Yeah, the Gatorade joke was funny (even as the scene itself was grisly,--also, strangely silent, as in no screams--I wonder if some of it was cut). The abrupt manner in which Mrs Gorman was dispatched was truly startling; and feeding frenzy was scary, as we all know that alligators cannot act. They were feeding on something!
Also good on Sven was his early pondering on whether the ocean liner set was the one used in the Marx Brothers Monkey Business a couple of years earlier. Now that impressed me. Why? Because I was thinking the same thing . Top notch art direction from Paramount, atypical of the studio much of the time. Murders In the Zoo is a good looking movie.
Kudos to Randolph Scott and Gail Patrick for making an attractive and credible couple. Scott's authoritativeness impressed me. A great actor, perhaps not, but when giving something different to do he was more than up to it. These two players worked well together.

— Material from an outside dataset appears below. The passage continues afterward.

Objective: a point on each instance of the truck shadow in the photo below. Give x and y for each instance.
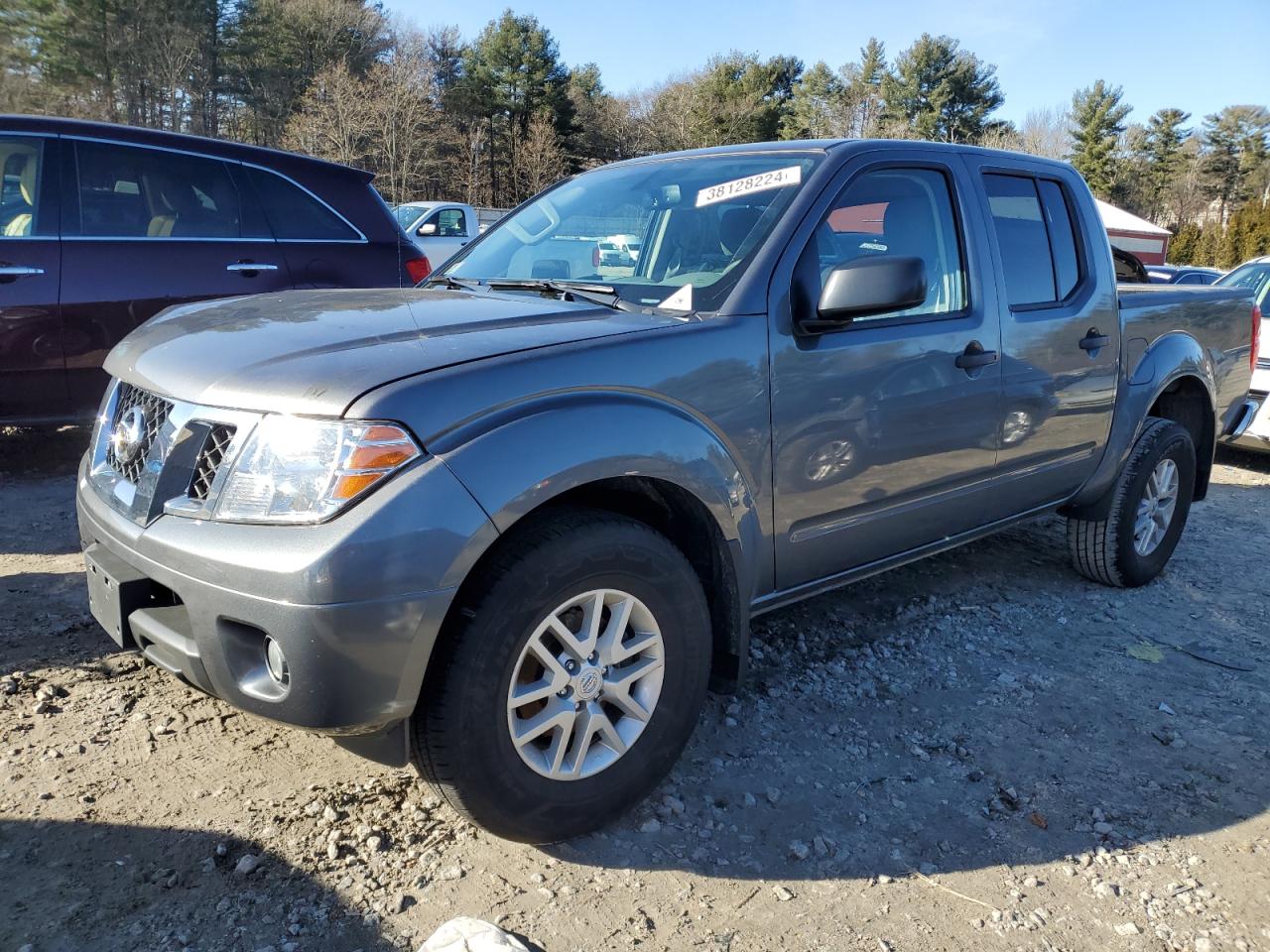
(104, 887)
(978, 708)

The main story had echoes of The Island Of Lost Souls in its man and his animals in the Far East aspect, as well as its sadistic main character. I'm not sure which film came out first but they somehow seem to complement one another. Paramount was good with "jungle horror" (later on there was Dr. Cyclops; and many years after, The Naked Jungle).
There were also echoes of The Most Dangerous Game, more broadly, as Atwill, like fellow Brit Leslie Banks, cut a baleful figure of a truly evil human being. There was a lot of jungle mischief on the screen back around that time. At MGM there was Kongo and Red Dust, while in addition to The Most Dangerous Game RKO would soon offer moviegoers King Kong.